We’ve all been there. You’re discussing something with a colleague, an employee, or a vendor. The two of you seem to be making a decision as you hash out the issue. Yet, your intuition tells you something is missing. Maybe it’s a critical insight that’s been left unsaid. Perhaps you can see that the other person is hesitating because they don’t want to reveal something. This leaves you with that uncomfortable choice of creating an awkward moment or ignoring your intuition.
For many reasons, we have become increasingly hesitant to say or do anything that others might find offensive. But with all the sensitivities that have emerged in today’s society, that could be just about anything. As a result, we are left with the tension between asking questions that need to be asked and the fear of upsetting someone or damaging a relationship. The best decision makers have learned that the only way to gather the information needed for well-considered decisions is to sometimes ask diplomatic, but uncomfortable questions. Here’s how they do it.
Begin by considering whether the question is a legitimate inquiry. If the information will be essential to making the decision, then it needs to be asked. Recognize, however, there’s difference between a true need and just being “nosy.” In some cases, the person being questioned may know the question is coming and will accept that it needs to be answered, even if it creates an awkward moment. So once you open the door, you may find that asking the awkward question is not so awkward at all.
Next, think about the best way to ask the question. Many times, diplomacy will save the day when asking about sensitive topics. Diplomacy also fosters trust. If the person trusts you, he or she is much more likely for share what’s needed. If the person still takes offense, at least you know you’ve tried your best to approach the issue in a considerate way. The phrases below frame the question in a way that both demonstrates its need-to-know, but also your sincere intent.
“Forgive me for asking. I’d need to know . . .”
“I hope you won’t find this troubling or awkward . . .”
“Perhaps this is an uncomfortable question . . .”
“Would you mind sharing your thoughts about . . .”

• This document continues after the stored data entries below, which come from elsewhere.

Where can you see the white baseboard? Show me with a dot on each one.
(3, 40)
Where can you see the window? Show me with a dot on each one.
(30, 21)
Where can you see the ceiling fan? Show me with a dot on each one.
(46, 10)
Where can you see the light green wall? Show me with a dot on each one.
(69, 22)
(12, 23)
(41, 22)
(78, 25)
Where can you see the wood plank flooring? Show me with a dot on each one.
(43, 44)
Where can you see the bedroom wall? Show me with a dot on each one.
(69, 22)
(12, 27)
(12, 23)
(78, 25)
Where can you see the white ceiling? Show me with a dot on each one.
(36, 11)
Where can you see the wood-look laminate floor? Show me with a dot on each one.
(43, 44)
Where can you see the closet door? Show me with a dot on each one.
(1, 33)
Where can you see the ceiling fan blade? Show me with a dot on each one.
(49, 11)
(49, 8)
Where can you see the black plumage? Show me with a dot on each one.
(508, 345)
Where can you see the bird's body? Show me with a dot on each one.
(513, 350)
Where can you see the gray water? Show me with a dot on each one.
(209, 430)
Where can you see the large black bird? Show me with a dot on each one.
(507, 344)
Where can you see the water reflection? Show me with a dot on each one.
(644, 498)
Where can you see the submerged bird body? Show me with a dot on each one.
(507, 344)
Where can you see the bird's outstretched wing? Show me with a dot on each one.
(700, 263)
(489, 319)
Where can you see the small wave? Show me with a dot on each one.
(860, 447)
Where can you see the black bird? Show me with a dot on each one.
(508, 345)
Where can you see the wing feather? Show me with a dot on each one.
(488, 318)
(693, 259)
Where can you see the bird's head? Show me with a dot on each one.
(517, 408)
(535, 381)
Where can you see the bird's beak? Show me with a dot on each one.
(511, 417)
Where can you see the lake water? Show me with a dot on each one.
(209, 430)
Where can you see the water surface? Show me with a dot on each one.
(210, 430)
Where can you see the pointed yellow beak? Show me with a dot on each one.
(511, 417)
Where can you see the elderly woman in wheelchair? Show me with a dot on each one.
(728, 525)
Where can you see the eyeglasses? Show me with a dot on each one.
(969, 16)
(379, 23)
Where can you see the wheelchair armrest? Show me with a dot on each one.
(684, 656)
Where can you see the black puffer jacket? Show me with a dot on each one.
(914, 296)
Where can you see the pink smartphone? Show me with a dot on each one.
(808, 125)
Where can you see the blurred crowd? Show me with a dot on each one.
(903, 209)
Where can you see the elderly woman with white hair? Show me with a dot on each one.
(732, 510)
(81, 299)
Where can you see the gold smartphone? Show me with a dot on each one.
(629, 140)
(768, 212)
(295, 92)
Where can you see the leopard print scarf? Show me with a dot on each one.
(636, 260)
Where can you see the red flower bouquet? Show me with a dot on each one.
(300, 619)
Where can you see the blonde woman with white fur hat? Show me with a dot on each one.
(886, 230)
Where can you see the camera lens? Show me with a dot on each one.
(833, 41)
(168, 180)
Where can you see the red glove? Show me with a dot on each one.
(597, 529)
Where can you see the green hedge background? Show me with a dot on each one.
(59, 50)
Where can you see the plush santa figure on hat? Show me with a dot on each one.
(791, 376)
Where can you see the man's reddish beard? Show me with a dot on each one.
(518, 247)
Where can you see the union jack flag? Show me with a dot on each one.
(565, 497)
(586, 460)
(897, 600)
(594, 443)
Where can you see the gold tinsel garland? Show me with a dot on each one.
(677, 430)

“I’m not sure you’ll feel comfortable with my asking this . . .”
It takes a bit of time to feel comfortable using prefaces like these. But they can be very effective at diffusing the impact of asking difficult questions.
Finally, accept the fact that even your best efforts can fall short. If the other person takes offense, one of two things is probably going on. First, they are genuinely offended for some reason you could not have known about. Second, they are taking offense because they are attempting to conceal something. In this case, a more appropriate way for them to respond to the question would be to say, “I don’t feel comfortable sharing that.” But sometimes that doesn’t happen.
Neither of these is your responsibility as a decision maker, so don’t “own” it. You might think that it’s unfortunate that the person is unwilling to be forthright. But that is that person’s concern, not yours. The fine art of diplomacy has suffered in today’s environment of transactional communication. The best decision makers, however, work to learn this art and maintain it. How about you?